Vu l'article 1355 du code civil :

9. Aux termes de ce texte, l'autorité de la chose jugée n'a lieu qu'à l'égard de ce qui a fait l'objet du jugement. Il faut que la chose demandée soit la même ; que la demande soit fondée sur la même cause ; que la demande soit entre les mêmes parties, et formée par elles et contre elles en la même qualité.

10. Il résulte du même texte que l'autorité de la chose jugée ne peut être opposée lorsque des événements postérieurs sont venus modifier la situation reconnue antérieurement en justice.

11. Pour infirmer l'ordonnance du juge de la mise en état ayant débouté la société Sogessur de ses demandes et déclarer irrecevables comme se heurtant à l'autorité de la chose jugée attachée à l'arrêt de la cour d'appel de Nîmes du 8 mars 2008, les demandes de M. et Mme [S] envers la société Sogessur introduites par assignation du 24 mars 2020, l'arrêt retient que la demande a le même objet, soit l'indemnisation des époux [S] au titre de la garantie catastrophe naturelle souscrite auprès de la société Sogessur relativement à l'événement de catastrophe naturelle reconnu par l'arrêté du 7 octobre 2017.

12. En statuant ainsi, alors que les demandes introduites par l'assignation du 24 mars 2020, qui avaient pour objet la condamnation de la société Sogessur au paiement des sommes de 393 960 euros au titre des travaux de démolition/construction, 60 000 euros au titre du préjudice de jouissance, 3 600 euros au titre des frais de transport des meubles pour les frais de transport de meubles pour le déménagement et ré-aménagement, 1 920 euros au titre de garde meuble et 12 000 euros au titre de frais de relogement, résultaient d'événements postérieurs venus modifier la situation antérieurement reconnue en justice, la cour d'appel a violé le texte susvisé.

Portée et conséquences de la cassation

13. Tel que suggéré par le mémoire ampliatif de M. et Mme [S], il est fait application des articles L. 411-3, alinéa 2, du code de l'organisation judiciaire et 627 du code de procédure civile.

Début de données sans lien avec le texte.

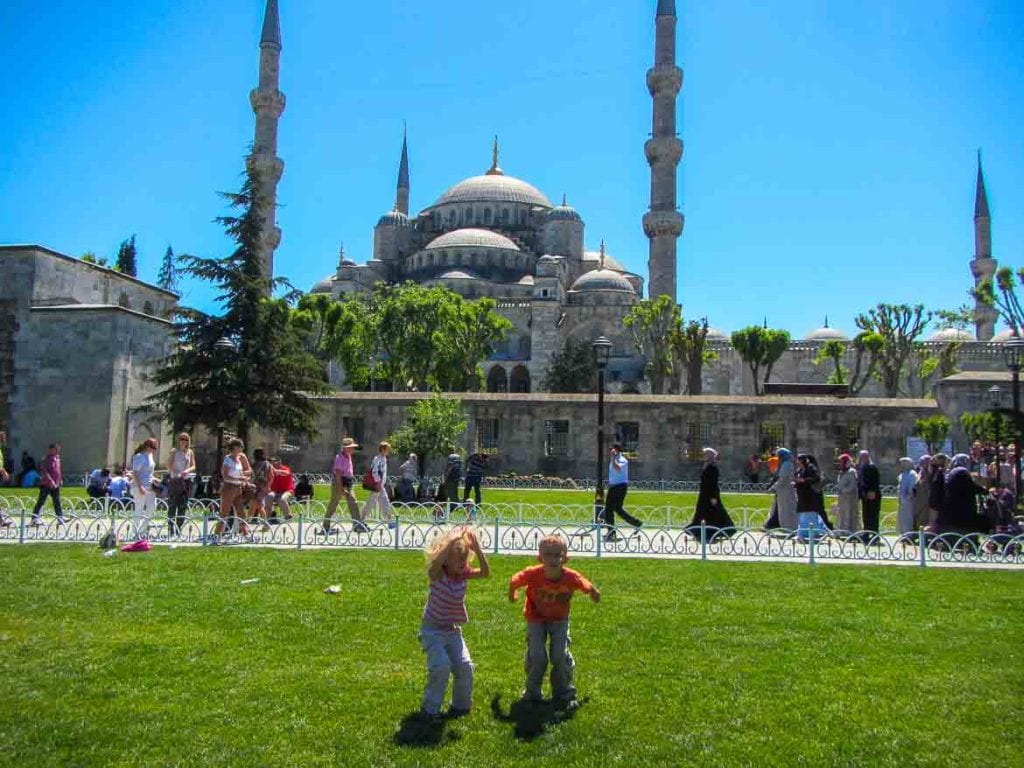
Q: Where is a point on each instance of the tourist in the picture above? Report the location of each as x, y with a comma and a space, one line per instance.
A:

14. L'intérêt d'une bonne administration de la justice justifie, en effet, que la Cour de cassation statue au fond.

15. Il résulte de ce qui est dit aux paragraphes n° 10 et 12 qu'il y a lieu de confirmer l'ordonnance du juge de la mise en état ayant rejeté les demandes de la société Sogessur et de dire que l'instance se poursuivra devant le tribunal judiciaire d'Avignon entre M. et Mme [S], la société Sogessur et la société Groupama méditerranée.

Mise hors de cause

16. La demande de mise hors de cause de la société Groupama méditerranée est sans objet en conséquence de la cassation sans renvoi ainsi prononcée.

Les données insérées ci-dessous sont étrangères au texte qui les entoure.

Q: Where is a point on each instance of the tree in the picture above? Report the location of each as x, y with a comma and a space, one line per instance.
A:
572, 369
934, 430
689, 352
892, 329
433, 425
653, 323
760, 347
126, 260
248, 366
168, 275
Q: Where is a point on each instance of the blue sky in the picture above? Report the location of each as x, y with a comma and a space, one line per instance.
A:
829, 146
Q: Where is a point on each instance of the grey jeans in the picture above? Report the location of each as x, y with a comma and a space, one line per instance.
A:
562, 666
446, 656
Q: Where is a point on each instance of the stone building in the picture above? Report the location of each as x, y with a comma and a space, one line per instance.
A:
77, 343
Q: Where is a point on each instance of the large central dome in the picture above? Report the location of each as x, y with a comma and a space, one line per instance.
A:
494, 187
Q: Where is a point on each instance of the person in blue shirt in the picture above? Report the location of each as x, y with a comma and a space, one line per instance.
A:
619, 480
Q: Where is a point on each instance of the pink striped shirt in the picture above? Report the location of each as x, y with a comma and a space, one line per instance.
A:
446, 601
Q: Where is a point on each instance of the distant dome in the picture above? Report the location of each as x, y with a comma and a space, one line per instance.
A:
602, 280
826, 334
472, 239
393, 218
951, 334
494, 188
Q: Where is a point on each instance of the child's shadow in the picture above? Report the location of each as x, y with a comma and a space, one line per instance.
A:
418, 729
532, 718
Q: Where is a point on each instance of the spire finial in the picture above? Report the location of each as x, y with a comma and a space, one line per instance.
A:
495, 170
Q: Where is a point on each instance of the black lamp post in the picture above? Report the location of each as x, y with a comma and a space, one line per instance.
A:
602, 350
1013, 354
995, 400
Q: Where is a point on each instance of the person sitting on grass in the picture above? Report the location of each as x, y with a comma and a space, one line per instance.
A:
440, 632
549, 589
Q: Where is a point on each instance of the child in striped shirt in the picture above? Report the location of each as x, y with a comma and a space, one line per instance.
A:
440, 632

PAR CES MOTIFS, et sans qu'il y ait lieu de statuer sur l'autre grief du pourvoi, la Cour :

CASSE ET ANNULE, mais seulement en ce qu'il infirme l'ordonnance déférée en ce qu'elle a débouté la société Sogessur, et statuant à nouveau de ces seuls chefs et y ajoutant, déclare irrecevables comme se heurtant à l'autorité de la chose jugée attachée à l'arrêt de la cour d'appel de Nîmes du 8 mars 2008, les demandes de M. et Mme [S] envers la société Sogessur introduites par assignation du 24 mars 2020 et condamne M. et Mme [S] aux dépens de l'incident en première instance et aux dépens d'appel, l'arrêt rendu le 18 novembre 2021, entre les parties, par la cour d'appel de Nîmes ;

DIT n'y avoir lieu à renvoi ;

Confirme l'ordonnance du juge de la mise en état du 1er mars 2021 ;

Dit que l'instance se poursuivra devant le tribunal judiciaire d'Avignon entre M. et Mme [S], la société Sogessur et la société Groupama méditerranée ;

Dit n'y avoir lieu à mise hors de cause de la société Groupama méditerranée.

Arrêt rendu en formation restreinte hors RNSM.

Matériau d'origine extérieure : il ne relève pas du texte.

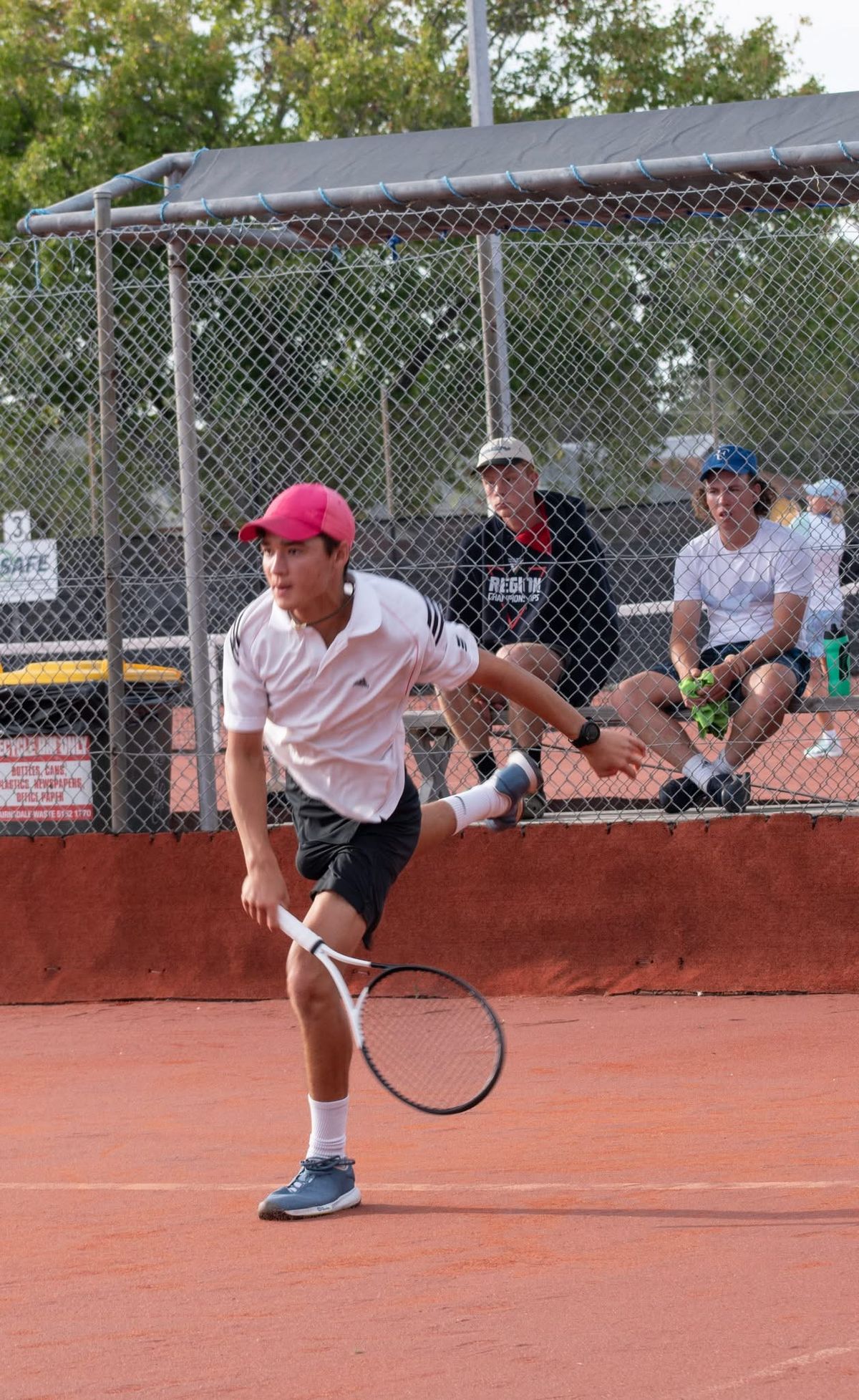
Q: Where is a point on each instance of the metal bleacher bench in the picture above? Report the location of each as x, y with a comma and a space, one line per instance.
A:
431, 741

- Président : Mme Martinel - Rapporteur : Mme Jollec - Avocat général : M. Adida-Canac - Avocat(s) : SCP Rocheteau, Uzan-Sarano et Goulet ; SARL Cabinet François Pinet ; SCP Ohl et Vexliard -

Textes visés :

Article 1355 du code civil.

Rapprochement(s) :

3e Civ., 28 mars 2019, pourvoi n° 17-17.501, Bull. (rejet).